Généralement, lorsque le gestionnaire à une forte propension à valoriser les objectifs et les résultats c’est malheureusement au détriment du «comment»….donc, du processus. Sans jeu de mots, mon objectif en écrivant ce billet était de mettre de l’avant l’importance, voire la primauté, à mon sens, du processus sur le résultat.

En poussant la réflexion un peu plus loin ne pourrions-nous pas affirmer que la gestion par objectifs est en fait un management trop facile?

C’est en tout cas la question que se pose Benoit Arnaud à la lecture de cet article publié par Le Monde.fr qui fut écrit par Aurélien Acquier professeur à l’ESCP.

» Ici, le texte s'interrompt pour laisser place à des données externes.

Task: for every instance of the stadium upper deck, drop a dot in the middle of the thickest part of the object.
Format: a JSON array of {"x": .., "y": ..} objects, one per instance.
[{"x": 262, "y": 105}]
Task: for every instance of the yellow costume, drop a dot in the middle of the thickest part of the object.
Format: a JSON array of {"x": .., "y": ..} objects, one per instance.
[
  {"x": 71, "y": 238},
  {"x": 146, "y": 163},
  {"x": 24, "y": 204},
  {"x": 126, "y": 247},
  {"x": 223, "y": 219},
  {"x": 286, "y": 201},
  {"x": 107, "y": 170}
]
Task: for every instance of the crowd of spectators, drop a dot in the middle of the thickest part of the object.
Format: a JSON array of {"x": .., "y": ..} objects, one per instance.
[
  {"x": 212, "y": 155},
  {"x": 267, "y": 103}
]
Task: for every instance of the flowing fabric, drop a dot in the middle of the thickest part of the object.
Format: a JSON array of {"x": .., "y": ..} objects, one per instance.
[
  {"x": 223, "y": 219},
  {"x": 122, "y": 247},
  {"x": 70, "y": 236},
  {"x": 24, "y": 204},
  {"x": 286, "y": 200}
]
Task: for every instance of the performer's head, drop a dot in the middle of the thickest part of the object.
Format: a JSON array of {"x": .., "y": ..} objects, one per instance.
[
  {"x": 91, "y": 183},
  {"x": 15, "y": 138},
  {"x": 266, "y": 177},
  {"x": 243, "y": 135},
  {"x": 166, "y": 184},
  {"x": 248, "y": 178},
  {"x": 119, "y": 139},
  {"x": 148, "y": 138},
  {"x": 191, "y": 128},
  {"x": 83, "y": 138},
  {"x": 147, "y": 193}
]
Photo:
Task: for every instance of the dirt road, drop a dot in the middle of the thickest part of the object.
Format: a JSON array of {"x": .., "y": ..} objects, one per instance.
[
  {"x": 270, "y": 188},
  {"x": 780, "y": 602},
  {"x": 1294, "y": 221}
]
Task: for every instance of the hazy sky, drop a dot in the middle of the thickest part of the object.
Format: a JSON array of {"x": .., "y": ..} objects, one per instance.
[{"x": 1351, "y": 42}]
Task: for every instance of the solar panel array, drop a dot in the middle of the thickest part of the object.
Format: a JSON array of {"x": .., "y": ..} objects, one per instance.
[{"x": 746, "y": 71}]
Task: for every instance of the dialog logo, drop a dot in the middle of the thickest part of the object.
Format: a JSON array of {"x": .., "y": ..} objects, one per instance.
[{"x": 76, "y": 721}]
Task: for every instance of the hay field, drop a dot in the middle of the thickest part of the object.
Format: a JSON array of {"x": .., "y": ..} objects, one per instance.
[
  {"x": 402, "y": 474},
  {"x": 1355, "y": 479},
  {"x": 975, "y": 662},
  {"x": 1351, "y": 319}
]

M. Arnaud présente, sur son blogue, les extraits du texte de M. Acquier qui l’amène à se poser cette question, j’en reproduis ici une partie aux fins de discussion :

«La logique sous-jacente au management par objectifs est simple : il est souvent plus simple de définir ce que l’on attend que la manière de l’obtenir. Ne pouvant définir « la » bonne manière de conduire l’activité, en particulier lorsque les projets ou métiers deviennent trop complexes, il est plus simple et plus responsabilisant de s’entendre sur des objectifs et de laisser aux opérationnels le soin de s’organiser pour y parvenir. Si ces objectifs sont atteints, récompensons les individus à l’aide de primes, s’ils ne le sont pas, sanctionnons-les.»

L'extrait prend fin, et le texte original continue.